Todavía no se sabe si estamos entrando en un superciclo de las materias primas. Las inversiones en la transición hacia una economía con bajas emisiones de carbono aún están en pañales. Algunas proyecciones sugieren que los precios se estabilizarán o bajarán a finales de 2022. Es difícil concebir que los precios a medio plazo de la energía y de muchos metales vayan a ser otra cosa que significativamente más altos – especialmente dada la dependencia crítica de la electrificación de las materias primas actualmente escasas. Por ejemplo, se prevé que el consumo de cobre -fundamental para cualquier transición hacia un producto más electrificado- se duplique con creces de aquí a 2050.

Independientemente de las causas subyacentes de estas tendencias, las repercusiones sociales y medioambientales ya están aflorando. Las subidas récord del precio del gas en el último año han afectado fuertemente al precio de todos las demás materias primas y productos básicos, especialmente los fertilizantes, que son la base de la agricultura moderna.
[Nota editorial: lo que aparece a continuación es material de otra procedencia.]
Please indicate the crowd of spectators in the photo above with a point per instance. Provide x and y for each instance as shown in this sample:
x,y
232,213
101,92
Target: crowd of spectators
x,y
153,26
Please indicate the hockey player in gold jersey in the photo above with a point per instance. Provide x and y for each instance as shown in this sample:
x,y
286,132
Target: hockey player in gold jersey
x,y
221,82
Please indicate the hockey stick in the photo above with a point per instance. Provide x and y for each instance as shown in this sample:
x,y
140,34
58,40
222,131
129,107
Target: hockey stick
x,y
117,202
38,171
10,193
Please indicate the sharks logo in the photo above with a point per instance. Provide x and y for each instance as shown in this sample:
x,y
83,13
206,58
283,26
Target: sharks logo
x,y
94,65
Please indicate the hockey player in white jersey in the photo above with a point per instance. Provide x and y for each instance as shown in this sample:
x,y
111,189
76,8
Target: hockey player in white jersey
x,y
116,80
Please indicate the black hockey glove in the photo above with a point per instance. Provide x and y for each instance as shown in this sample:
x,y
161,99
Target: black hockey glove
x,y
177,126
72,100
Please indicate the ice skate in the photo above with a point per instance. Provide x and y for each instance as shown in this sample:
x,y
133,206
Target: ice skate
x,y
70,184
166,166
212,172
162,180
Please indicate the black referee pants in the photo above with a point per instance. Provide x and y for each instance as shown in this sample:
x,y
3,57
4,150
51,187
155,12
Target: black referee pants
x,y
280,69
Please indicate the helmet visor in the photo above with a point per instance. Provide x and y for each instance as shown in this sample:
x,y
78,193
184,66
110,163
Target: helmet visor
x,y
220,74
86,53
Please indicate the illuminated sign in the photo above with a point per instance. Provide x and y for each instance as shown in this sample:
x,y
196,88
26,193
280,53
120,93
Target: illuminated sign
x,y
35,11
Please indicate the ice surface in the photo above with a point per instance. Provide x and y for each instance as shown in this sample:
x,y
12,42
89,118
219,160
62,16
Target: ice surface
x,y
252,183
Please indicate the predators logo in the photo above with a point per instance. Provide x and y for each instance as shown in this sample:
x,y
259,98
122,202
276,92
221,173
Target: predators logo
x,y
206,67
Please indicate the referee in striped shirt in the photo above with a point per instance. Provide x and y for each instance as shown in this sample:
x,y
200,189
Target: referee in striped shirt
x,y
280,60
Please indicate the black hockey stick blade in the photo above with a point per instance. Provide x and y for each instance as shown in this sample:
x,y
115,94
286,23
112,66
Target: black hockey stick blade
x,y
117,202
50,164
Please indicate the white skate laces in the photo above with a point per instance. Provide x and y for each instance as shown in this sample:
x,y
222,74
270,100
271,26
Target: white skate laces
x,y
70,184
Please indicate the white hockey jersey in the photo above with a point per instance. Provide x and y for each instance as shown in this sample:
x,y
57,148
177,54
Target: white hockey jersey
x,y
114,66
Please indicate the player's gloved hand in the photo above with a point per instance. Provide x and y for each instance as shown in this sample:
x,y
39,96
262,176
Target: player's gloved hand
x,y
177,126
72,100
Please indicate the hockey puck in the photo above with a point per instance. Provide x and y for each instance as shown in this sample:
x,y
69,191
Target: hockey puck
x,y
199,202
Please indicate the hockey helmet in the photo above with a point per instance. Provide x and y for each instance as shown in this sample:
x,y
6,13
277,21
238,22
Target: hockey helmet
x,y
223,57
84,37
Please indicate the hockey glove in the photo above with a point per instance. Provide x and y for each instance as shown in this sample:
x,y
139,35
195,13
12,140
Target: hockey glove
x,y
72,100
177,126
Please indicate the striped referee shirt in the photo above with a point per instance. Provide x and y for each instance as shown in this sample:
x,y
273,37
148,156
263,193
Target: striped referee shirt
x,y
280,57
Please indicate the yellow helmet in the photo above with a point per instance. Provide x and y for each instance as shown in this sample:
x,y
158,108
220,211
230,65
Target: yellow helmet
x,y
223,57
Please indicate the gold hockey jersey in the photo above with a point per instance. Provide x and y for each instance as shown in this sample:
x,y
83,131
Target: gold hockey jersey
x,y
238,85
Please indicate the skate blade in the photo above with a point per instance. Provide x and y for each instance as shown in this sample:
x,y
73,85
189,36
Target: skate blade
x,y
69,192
Ya están surgiendo serias advertencias sobre los probables efectos para las cosechas de 2022 del aumento de los costes de los fertilizantes, y algunos países han prohibido las exportaciones de fertilizantes e incluso de amoníaco.

La situación tiene graves ramificaciones para la agenda de la deforestación, una de las piedras angulares del acuerdo climático de Glasgow. El aumento de los precios de los principales productos agrícolas sigue siendo el elefante en la habitación cuando se trata de intentar cumplir los objetivos de cero emisiones netas en línea con 1,5°C de calentamiento global. A pesar de las renovadas promesas de los gobiernos, tanto de las economías productoras como de las consumidoras, de frenar la deforestación, el aumento de los precios y la demanda significa una de dos cosas. O bien la agricultura seguirá expandiéndose hacia la vegetación autóctona a pesar de los mejores esfuerzos de los gobiernos productores, o bien tendrá que producirse un marcado cambio de comportamiento en los mercados de la demanda, ya sea a través de un aumento de los precios y un acceso favorable al capital para incentivar normas más estrictas (incluida la producción sin deforestación), la reducción del consumo, o ambas cosas.

La experiencia de las últimas décadas no augura nada bueno. Independientemente de cuánto sigan subiendo los precios de los productos básicos, la persistencia de los precios altos también supone una grave amenaza para la seguridad alimentaria de muchos países de renta baja, que dependen en gran medida de las importaciones de alimentos históricamente baratos. Cuando se enfrenten a la opción de pagar más por los alimentos importados o tener que despejar más tierras para cultivos de subsistencia para alimentar a una población creciente, los países de bajos ingresos tomarán la decisión más obvia.

El debate continuará sobre lo que está impulsando las recientes subidas de los precios de las materias primas, y sobre cuánto tiempo podemos esperar que continúe esta trayectoria. Independientemente de ello, las implicaciones para la política son las mismas. Los responsables políticos deben reconocer y comprometerse con las tendencias económicas subyacentes que conforman la economía mundial y que trascienden la jurisdicción y la influencia de cada país. El precio de las materias primas agrícolas y mineras está a la cabeza de esas tendencias. A menos que reconozcamos estas tendencias y actuemos en consecuencia, no podremos trazar el camino para cumplir los objetivos específicos del sector, el Pacto Climático de Glasgow o la Agenda 2030 para el Desarrollo Sostenible.